I was born in a small village in the Italian Alps but have spent most of my life abroad doing media research and living in Northern Europe, North America and China. I currently live in Sweden where I have been systematically tracking my life. I’ve embarked on a 36-year-long project, from 2004 to 2040, where I am collecting eighteen different aspects of reality, from objects my right hand has touched to remnants of dreams I remember while awake.
How did you get started lifelogging/analysing data?
I was fascinated about the possibility of recording different aspects of my life like my thoughts and my dreams but got frustrated doing so on paper. I then experimented on ways to do so with digital media. With this experiment I have been able to keep track of myself without having to look back at the material I was storing in order to, for example, make it available to others.
Why do you find lifelogging so interesting?

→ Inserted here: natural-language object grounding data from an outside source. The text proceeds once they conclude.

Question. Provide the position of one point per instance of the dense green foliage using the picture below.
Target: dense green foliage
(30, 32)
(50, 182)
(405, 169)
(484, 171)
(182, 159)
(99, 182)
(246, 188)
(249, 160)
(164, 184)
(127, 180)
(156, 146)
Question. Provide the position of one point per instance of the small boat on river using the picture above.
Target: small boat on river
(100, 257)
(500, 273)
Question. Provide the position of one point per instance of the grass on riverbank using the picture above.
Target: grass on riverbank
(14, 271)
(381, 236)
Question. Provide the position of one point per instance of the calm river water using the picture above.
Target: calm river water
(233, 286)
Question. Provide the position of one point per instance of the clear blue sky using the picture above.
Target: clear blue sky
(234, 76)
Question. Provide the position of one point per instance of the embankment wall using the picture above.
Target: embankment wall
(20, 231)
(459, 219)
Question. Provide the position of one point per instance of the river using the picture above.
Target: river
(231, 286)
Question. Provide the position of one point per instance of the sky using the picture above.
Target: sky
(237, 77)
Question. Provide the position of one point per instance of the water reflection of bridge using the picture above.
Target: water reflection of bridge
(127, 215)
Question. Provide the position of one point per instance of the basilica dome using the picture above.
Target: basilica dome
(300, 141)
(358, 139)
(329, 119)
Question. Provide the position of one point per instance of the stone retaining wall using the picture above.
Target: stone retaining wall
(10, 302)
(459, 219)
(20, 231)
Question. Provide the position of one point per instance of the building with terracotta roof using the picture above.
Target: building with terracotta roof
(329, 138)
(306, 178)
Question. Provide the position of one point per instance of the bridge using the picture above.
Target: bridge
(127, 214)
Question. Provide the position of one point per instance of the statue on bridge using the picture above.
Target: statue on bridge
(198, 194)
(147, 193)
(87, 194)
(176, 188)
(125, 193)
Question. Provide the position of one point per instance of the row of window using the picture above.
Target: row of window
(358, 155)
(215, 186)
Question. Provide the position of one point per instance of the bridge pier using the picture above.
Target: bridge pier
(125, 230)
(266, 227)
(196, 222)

I do not find automated forms of lifelogging that interesting but I am fascinated with manual ways to log one's life as it provides the logger with a challenge in our otherwise dull everyday life. I see manual kinds of lifelogging as a discipline as much as the ones still conducted by old men in public gardens in China. In my opinion, it is more of a form of ‘caring for oneself’ rather than ‘knowing oneself’.
How do people in your life react when they discover the extent of your lifelogging?
I generally try not to speak too much about it and first let them talk about their lives. Obviously, once somebody gets to know me, he or she will become curious about all my procedures, but in the long run I think the general feeling is that my lifelogging practice is rather unobtrusive.
What's your favourite time of day and why?
The morning because I update my lifelogging project and I feel the same joy that a farmer would feel out in his small vegetable garden, taking care of the various rows of vegetables, flowers and plants.
What do you want done with your data after you die?
I am thinking of depositing it in the Alps where I was born. While a physical and very compact part will be buried, the data will be available as an augmented reality cathedral to mark it on top.
Is there anything about yourself that you would absolutely never like tracked?
Anything that might hurt the feelings of others.
What insights on your life has tracking your data revealed?
Firstly, I have a goal in life now, the realisation of my project which will end in 2040 when I will turn 60. Secondly, that I don’t record for myself, that I am actually stowing meaning for others, even only to let them be fascinated with the potential proliferation of our lives. Thirdly, I feel more prepared when facing a situation. I believe I have became more stoic, the love that I put into the curation of my lifelog makes me a happier and more helpful person to others.
What websites, magazines or other resources inspire, confound, amuse or irritate you?
I am generally inspired by marginal lifelogging practices that I have come across over the years on websites that have now ceased to exist. On these websites I read about Polish housewives tracking their lives for ages or other small heroes undertaking very interesting and demanding projects. I am currently writing a book on this subject.
What is your go-to piece of tech or software for lifelogging?
I don't use software but rather I act with my manual procedures as a software. I’m able to naturally embed these self-documenting procedures in my daily life. My left hand now naturally photographs my right hand using objects without me really thinking about it.
We're creating a speculative timeline of the possible future of lifelogging. We're asking everyone to make one prediction for a future date. What's yours? Feel free to think big!
I believe that people will learn to make a differentiation between the more casual and automated ways to lifelog and the more manual methods that require effort. While the former could be too compromising in the long run, a lifelogging practice that requires a more playful participation might be the key to solve the current debate regarding privacy infringement and governmental surveillance which automated forms of lifelogging might enhance.